Machine Learning Infrastructure Engineer
Role details
Job location
Tech stack
Job description
ML Infrastructure & Automation Workflow Architecture: Design and build end-to-end ML workflows and automated pipelines that minimize manual intervention and accelerate the path from experimentation to production. Training & Serving Platforms: Architect and scale our distributed training and model-serving infrastructure. Build the platforms that handle foundational model training, knowledge distillation, and high-performance inference. Data Engineering at Scale: Develop robust data sampling and feature generation platforms that provide high-quality input for our ML systems. Automation & Reliability: Build foundational tools that standardize how we train, track, and deploy models, ensuring high platform reliability and minimal deployment drift.

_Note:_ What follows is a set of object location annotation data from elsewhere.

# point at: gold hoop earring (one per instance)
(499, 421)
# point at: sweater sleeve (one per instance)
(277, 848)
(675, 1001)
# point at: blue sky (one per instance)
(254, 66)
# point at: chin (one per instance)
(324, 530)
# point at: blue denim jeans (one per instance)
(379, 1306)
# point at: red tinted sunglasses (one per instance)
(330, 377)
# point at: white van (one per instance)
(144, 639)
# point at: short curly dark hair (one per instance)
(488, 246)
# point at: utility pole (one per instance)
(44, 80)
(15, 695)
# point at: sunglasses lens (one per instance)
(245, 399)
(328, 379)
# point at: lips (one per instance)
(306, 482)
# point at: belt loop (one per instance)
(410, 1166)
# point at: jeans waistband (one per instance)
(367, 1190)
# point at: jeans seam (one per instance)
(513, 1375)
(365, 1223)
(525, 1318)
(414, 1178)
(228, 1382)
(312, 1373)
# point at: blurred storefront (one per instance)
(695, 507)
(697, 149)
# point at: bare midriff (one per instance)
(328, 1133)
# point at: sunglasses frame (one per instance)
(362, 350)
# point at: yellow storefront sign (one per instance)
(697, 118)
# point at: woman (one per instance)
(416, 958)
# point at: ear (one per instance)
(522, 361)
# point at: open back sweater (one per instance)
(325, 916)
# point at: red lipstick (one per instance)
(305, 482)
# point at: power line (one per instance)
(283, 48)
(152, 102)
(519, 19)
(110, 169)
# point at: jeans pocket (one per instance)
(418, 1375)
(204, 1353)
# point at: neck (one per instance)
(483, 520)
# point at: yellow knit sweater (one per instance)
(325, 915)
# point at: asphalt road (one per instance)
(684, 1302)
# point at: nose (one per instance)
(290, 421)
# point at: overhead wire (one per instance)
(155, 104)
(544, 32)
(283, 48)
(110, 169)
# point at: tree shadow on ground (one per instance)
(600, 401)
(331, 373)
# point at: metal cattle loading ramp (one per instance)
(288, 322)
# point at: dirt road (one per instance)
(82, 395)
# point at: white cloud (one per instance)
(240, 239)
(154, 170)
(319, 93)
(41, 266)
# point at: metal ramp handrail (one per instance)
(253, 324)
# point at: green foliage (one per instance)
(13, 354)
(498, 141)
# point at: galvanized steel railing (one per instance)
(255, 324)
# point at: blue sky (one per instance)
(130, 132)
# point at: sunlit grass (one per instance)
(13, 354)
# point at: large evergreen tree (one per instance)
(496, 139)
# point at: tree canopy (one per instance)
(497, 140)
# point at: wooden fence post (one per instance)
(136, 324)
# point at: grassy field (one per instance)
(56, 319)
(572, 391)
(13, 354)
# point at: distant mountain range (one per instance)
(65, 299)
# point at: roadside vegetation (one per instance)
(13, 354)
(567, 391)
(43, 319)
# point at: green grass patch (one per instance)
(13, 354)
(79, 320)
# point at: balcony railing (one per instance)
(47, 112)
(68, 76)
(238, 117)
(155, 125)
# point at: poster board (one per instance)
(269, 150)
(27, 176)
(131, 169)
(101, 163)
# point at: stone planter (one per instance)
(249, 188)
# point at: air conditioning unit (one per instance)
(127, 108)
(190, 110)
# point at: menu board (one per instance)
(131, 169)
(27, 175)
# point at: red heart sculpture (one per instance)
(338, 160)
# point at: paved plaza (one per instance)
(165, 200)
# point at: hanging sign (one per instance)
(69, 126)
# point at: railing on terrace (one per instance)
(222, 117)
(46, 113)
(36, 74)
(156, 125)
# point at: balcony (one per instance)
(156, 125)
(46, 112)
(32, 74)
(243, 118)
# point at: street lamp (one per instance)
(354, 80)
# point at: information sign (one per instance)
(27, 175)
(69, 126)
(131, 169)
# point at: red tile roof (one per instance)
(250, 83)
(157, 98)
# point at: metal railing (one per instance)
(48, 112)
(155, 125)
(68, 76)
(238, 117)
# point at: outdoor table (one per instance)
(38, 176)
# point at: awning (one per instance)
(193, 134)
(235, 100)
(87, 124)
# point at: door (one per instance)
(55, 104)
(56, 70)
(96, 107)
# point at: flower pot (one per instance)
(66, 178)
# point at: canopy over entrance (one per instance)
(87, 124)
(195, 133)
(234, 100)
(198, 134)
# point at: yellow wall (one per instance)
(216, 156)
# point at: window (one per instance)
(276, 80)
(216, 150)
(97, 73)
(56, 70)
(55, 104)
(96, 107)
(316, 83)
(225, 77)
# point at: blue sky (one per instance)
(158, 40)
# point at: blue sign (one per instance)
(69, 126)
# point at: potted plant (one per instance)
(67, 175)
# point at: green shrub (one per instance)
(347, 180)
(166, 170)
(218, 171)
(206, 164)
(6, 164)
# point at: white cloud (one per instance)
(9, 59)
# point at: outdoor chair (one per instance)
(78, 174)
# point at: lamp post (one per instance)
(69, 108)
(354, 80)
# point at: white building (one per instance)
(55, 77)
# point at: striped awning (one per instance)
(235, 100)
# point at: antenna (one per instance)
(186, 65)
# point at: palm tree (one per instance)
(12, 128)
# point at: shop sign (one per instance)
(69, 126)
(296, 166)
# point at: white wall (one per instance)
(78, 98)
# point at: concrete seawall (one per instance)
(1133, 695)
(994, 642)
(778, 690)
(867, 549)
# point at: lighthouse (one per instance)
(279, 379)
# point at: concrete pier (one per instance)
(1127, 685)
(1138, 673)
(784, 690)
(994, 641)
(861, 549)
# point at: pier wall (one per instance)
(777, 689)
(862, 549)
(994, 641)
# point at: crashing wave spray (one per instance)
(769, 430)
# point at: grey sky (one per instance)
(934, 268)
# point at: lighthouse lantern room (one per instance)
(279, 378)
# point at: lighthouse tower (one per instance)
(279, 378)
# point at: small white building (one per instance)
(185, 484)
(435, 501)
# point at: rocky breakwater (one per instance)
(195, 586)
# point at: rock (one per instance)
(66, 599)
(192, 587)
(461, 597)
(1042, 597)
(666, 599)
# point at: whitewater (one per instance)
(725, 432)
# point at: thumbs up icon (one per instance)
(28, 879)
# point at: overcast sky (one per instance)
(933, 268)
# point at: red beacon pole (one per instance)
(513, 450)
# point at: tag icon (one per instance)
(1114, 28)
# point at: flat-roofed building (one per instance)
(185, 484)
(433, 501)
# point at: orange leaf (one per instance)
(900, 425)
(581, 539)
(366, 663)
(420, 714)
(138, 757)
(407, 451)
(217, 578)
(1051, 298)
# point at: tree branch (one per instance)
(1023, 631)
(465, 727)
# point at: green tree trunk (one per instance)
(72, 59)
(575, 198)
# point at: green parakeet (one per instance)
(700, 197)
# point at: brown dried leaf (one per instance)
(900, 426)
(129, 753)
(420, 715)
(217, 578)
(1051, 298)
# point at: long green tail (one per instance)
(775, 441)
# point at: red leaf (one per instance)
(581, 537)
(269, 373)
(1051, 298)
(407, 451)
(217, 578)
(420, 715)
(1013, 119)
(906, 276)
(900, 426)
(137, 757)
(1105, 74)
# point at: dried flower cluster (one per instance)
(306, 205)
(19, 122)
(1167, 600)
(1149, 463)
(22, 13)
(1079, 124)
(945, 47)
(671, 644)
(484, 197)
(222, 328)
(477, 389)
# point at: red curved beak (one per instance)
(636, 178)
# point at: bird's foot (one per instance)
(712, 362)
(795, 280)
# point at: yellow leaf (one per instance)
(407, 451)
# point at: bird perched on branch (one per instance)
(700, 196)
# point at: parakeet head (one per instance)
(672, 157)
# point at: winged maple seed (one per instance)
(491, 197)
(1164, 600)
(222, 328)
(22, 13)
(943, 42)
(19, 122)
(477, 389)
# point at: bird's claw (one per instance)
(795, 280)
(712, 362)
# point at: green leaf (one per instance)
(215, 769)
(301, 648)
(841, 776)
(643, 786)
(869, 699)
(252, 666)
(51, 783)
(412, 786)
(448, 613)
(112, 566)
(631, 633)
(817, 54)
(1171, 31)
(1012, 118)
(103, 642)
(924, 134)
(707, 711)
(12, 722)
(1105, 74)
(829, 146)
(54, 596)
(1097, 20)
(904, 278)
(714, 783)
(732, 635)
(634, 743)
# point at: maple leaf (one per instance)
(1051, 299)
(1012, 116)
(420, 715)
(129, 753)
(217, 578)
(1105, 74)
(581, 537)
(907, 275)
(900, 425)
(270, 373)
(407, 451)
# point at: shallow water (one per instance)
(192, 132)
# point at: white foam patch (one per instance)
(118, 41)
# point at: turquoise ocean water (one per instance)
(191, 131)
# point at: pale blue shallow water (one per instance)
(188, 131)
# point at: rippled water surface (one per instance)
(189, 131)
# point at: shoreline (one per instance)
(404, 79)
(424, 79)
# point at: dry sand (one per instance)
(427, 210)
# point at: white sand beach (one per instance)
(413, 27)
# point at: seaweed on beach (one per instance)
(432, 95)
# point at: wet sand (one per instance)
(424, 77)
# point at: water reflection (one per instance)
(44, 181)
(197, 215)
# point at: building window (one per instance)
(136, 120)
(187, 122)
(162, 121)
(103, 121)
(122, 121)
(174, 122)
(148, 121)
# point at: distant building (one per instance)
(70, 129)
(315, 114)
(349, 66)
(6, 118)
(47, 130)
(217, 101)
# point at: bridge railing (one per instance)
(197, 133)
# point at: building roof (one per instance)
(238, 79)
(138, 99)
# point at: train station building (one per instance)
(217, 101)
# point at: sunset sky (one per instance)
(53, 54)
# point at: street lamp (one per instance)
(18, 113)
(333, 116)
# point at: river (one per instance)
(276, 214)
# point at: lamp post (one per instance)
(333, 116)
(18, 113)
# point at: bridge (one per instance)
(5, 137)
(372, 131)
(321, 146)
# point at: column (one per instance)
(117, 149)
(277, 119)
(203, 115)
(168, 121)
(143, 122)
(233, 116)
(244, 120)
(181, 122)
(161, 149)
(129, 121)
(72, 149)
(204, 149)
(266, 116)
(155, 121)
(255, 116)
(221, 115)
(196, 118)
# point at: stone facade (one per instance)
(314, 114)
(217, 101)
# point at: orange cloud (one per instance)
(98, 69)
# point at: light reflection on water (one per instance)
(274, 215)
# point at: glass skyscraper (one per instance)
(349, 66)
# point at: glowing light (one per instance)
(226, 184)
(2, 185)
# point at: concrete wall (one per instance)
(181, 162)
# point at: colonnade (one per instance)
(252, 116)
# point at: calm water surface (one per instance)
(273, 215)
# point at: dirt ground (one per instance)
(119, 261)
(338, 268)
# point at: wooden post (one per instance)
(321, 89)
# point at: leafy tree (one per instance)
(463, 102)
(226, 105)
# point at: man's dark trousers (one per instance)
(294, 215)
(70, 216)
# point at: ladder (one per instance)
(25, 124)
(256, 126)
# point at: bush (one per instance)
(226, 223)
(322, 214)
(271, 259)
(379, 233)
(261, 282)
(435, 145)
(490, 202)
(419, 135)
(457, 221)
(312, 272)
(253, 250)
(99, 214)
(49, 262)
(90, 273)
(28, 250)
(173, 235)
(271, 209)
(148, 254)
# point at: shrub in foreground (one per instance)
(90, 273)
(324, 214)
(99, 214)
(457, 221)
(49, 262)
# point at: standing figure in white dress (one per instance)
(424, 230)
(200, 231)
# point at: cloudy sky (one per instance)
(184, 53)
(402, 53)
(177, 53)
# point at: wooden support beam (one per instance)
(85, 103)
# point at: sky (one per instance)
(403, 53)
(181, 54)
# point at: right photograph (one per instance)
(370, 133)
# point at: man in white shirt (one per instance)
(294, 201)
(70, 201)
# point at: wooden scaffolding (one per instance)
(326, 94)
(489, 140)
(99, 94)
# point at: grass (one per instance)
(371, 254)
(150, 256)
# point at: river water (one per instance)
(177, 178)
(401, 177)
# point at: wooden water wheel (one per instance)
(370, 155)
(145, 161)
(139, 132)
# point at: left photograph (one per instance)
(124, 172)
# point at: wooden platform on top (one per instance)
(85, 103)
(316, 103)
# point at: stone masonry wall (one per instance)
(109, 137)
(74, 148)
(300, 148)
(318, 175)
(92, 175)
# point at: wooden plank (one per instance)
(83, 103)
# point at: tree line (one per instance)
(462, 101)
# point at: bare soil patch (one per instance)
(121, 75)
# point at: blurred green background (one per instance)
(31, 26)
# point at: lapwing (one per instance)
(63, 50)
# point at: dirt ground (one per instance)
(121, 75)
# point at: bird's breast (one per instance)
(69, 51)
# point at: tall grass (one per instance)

Performance & Optimization Cost & Efficiency: Drive architectural decisions that optimize our infrastructure footprint. Implement smart resource management and cost-optimization strategies for large-scale training clusters. Developer Productivity: Build "developer-first" internal tools that reduce the cognitive load on researchers, allowing them to focus on model logic rather than infrastructure configuration.
Requirements
Experience Baseline: Minimum of five (5) to ten (10) years of experience in designing, building, and maintaining large-scale ML infrastructure or distributed systems. Infrastructure Mastery: Deep expertise in container orchestration (e.g., Kubernetes), distributed training, and cloud-native infrastructure. Pipeline Expertise: Proven track record of managing massive-scale data pipelines and feature stores. Collaboration: Strong "bridge-builder" personality-you are comfortable working in a high-velocity environment alongside both pure research scientists and core software engineers.
Preferred Attributes Proven background at large-scale AI/ML-driven technology companies. Experience with foundational model training infrastructure and techniques (e.g., model distillation, fine-tuning at scale). A "Scalability Mindset"-you prioritize modular, reusable, and testable code over "quick and dirty" scripts.